In total the video is three and a half minutes and end with an empowering narrative which is designed to move the listener from a contemplation to action phase in the context of the transtheoretical model of behavioral change. “Take control of your feet and take control of your diabetes!”.
Limitations
The limitations of this study are largely contextual. It was conducted in small island setting where one of the researchers is deeply embedded in the field of diabetic foot clinical management. Although all efforts to avoid participants who had prior doctor-patient relationships with the interviewer were made, participants may have known of the researcher and therefore this may have colored their responses to some degree. Additionally, treatment at various healthcare centres is varied within the healthcare system and this may have differences on how participants experience care living with diabetic foot.
Conclusion
The use of cultural theory and discourse theory provides the base of a viable framework for establishment of health education tools within Afro-Caribbean settings.
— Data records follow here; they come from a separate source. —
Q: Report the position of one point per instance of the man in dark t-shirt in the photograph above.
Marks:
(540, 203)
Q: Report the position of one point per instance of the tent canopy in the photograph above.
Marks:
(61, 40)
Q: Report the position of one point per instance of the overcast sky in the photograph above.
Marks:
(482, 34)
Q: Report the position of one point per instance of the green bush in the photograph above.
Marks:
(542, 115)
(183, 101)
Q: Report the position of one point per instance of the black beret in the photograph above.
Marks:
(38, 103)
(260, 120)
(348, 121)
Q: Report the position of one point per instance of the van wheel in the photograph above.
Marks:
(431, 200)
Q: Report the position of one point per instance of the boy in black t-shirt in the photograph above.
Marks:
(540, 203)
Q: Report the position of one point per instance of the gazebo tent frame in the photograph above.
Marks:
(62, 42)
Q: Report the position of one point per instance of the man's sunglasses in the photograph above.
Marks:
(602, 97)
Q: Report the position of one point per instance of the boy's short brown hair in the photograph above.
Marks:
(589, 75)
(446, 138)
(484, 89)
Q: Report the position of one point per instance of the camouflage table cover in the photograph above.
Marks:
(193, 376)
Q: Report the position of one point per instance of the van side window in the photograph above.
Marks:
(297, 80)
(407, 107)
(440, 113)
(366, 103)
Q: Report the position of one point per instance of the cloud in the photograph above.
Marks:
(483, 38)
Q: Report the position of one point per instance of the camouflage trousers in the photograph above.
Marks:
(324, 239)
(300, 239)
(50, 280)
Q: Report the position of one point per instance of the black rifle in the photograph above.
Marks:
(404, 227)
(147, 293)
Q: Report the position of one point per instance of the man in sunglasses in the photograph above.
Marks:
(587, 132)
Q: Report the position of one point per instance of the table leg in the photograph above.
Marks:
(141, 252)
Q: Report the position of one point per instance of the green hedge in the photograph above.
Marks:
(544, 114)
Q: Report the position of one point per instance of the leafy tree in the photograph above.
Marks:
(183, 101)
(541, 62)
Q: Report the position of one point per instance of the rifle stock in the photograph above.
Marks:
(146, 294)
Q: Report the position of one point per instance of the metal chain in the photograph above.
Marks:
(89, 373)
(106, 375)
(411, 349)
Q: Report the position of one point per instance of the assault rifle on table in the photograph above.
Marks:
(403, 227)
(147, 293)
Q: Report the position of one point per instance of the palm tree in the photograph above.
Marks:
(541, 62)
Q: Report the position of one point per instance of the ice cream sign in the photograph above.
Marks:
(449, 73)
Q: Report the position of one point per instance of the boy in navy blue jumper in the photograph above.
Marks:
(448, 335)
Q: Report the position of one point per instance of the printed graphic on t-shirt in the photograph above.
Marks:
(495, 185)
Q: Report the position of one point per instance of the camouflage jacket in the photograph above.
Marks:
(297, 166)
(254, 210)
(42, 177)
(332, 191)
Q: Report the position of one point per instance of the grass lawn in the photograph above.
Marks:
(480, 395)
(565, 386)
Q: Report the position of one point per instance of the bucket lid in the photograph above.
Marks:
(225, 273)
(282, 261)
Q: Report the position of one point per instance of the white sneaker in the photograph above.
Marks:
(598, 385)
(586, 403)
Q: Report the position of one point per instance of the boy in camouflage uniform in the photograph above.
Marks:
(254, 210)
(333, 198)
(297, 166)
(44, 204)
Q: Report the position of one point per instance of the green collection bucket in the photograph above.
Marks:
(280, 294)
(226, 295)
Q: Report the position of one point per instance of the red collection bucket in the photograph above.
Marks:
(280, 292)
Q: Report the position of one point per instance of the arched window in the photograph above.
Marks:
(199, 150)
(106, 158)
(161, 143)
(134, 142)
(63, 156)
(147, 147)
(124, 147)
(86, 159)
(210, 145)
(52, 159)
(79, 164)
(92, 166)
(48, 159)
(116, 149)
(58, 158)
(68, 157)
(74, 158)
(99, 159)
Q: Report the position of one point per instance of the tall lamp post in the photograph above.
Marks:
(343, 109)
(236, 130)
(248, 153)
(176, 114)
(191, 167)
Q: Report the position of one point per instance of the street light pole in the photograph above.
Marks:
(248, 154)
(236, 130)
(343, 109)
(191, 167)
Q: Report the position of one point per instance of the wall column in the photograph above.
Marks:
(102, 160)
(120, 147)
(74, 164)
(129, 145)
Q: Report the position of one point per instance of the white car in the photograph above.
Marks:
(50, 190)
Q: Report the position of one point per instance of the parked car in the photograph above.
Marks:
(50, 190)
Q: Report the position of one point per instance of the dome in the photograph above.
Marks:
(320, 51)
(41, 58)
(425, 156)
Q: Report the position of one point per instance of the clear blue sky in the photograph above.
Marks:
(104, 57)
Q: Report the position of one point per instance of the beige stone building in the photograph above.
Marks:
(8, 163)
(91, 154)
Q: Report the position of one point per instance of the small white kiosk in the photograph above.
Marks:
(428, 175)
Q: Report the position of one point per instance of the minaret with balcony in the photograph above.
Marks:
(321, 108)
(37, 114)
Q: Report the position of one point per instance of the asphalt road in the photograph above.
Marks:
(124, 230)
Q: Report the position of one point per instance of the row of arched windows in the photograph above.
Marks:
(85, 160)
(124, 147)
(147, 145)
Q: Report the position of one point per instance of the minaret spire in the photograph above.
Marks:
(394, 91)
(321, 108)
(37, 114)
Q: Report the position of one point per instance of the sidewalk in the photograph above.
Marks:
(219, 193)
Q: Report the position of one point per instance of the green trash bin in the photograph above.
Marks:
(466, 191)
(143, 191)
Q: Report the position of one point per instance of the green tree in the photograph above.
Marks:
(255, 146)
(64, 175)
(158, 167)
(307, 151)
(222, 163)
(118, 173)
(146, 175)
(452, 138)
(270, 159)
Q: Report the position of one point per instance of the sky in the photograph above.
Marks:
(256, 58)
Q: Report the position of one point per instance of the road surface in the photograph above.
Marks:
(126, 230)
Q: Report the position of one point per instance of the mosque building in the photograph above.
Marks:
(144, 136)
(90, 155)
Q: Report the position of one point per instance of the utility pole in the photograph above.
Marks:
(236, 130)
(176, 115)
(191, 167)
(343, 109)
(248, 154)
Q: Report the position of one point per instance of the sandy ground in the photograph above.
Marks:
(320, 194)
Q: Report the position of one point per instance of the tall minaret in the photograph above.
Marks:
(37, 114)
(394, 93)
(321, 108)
The development of the “Red Light, Green Light 1-2-3” tool from qualitative exploration of these settings can be a transferable method for establishing health education in marginalized groups.
Footnotes
Ethical Consideration
This study was approved by The University of the West Indies/ Ministry of Health and Wellness of Barbados Ethics Committee (Ref: CREC-CH.00124/11/2022) in accordance with the Declaration of Helsinki (World Health Organization, 2024).
Consent to Participate
A copy of the informed consent form is available in the supplementary material for this manuscript.
Funding
The authors received no financial support for the research, authorship, and/or publication of this article.
Declaration of Conflicting Interests
The authors declared no potential conflicts of interest with respect to the research, authorship, and/or publication of this article.
Data Availability Statement
Additional data may be available upon reasonable request by contacting the corresponding author.